Wenn die Seite-drei-Mädchen aber der archaische Wink mit dem Zaunpfahl des Patriarchats sein sollen, wieso streitet Femen dann mit blanker Brust für Frauenrechte? Wie kann die Website "Herself" der Schauspielerin Caitlin Stasey feministisch sein, wenn sie nur nackte Frauen zeigt? Und weshalb mit dem Hashtag #freethenipple für weibliche Brustwarzen auf Instagram streiten, wenn man sie doch bei "The Sun" nicht sehen möchte? Weil nackt eben nicht gleich nackt ist.

Gleichberechtigt unbekleidet

Feminismus schließt den Gedanken ein, andere Frauen Entscheidungen fällen zu lassen, die man selbst nicht unbedingt fällen würde. Wer sich für Frauenrechte stark macht, prangert also nicht per se Nacktheit an, nicht einmal die der einzelnen "The Sun"-Models im Speziellen. Entscheidend ist im Jahr 2015 aber leider noch immer, in welchem Zusammenhang Nacktheit wahrgenommen wird.
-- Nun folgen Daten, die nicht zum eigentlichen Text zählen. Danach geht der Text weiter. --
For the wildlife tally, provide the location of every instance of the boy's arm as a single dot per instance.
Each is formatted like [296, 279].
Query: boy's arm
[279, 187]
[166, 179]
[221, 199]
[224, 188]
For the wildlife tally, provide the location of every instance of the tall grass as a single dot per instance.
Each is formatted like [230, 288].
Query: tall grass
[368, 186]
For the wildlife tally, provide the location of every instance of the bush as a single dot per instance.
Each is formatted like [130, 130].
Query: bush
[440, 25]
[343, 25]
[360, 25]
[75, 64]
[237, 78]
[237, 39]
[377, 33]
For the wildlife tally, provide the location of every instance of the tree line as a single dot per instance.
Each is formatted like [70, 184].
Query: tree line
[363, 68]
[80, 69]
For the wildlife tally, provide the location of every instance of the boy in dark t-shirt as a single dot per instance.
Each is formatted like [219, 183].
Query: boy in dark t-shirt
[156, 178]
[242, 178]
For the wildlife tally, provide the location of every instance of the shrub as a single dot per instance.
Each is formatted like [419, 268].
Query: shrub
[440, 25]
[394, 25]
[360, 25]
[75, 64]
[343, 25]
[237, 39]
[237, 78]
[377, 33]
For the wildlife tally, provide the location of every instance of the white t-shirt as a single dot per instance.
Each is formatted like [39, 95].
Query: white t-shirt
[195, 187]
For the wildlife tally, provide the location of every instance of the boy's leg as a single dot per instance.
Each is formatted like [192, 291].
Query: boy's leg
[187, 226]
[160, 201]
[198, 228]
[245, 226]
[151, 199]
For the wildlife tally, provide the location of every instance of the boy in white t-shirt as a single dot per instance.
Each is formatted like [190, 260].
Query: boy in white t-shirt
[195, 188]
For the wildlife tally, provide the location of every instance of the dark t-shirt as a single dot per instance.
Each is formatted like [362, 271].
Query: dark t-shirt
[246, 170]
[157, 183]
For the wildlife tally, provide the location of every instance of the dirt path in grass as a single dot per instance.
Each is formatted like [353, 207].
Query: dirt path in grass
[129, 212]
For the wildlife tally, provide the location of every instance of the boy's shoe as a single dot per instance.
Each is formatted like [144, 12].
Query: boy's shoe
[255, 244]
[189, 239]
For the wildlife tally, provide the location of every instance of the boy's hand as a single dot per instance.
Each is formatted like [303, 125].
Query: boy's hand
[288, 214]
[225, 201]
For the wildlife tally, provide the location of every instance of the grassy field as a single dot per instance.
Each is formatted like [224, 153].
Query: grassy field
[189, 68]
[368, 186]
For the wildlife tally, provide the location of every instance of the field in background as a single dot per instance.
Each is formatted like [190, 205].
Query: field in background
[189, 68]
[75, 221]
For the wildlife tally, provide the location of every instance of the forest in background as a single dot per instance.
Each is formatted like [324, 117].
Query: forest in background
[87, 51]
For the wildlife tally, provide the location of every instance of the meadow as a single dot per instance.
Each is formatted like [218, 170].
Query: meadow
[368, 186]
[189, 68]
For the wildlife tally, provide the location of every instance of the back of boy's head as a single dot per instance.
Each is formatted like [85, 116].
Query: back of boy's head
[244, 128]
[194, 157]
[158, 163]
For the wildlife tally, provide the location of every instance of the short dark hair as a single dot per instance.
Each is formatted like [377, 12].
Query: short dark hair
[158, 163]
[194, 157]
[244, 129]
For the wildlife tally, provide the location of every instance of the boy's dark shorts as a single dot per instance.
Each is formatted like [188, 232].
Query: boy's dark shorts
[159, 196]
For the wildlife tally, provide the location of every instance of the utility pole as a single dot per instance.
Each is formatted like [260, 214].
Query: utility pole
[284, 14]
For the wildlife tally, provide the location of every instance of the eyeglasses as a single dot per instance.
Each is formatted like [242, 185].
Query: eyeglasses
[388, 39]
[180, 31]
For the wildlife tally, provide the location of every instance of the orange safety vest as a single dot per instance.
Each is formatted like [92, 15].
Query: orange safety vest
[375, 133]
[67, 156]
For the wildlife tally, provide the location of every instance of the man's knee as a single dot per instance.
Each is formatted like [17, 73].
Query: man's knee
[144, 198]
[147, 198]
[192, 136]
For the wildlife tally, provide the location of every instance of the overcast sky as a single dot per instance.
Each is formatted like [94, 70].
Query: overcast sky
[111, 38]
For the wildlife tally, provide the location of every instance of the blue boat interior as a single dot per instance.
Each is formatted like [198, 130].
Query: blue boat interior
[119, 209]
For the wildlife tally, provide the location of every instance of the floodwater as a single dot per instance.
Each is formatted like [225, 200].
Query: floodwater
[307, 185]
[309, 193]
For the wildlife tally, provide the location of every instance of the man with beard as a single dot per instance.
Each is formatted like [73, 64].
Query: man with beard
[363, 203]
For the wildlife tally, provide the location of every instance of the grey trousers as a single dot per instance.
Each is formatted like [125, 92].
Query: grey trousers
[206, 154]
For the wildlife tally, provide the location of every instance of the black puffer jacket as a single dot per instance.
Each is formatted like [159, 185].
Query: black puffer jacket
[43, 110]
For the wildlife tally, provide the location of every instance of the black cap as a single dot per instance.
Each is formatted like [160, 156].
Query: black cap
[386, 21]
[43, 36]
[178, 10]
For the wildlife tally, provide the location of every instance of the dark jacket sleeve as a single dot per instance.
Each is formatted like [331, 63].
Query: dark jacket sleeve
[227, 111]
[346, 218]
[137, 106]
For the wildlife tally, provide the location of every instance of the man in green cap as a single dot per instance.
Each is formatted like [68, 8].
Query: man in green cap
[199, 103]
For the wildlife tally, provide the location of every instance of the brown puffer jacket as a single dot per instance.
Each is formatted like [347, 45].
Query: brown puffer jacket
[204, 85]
Weil es sich über Jahrzehnte etabliert hat, eine unbekleidete Frau als Objekt zu begreifen, müssen Aktivistinnen heute mit viel Lärm erst ihre Nacktheit zurückgewinnen, bevor sie damit wieder sorglos umgehen können. Die Seite-drei-Mädchen sind in ihrer Gesamtheit Symbol für das, was aufgeklärte Frauen versuchen, abzuschütteln - ganz unabhängig davon, wie freiwillig und unabhängig sie die Hüllen denn nun fallen lassen.

Wenn Lena Dunham sich also in Jogginghose mit abgeklebten Brustwarzen zeigt, dann ist das sicher etwas seltsam. Sie und ihre Mitstreiterinnen könnten damit aber Vorreiterinnen sein für ein Verständnis von Körperlichkeit, was frei ist von Zwängen - sowohl von ausgedienten männlichen Machtfantasien als auch von der Notwendigkeit politischer Tragweite. Dank der Arbeit von "No More Page 3" & Co. könnte Nacktheit irgendwann wieder das werden, was sie sein sollte: einfach nur schön.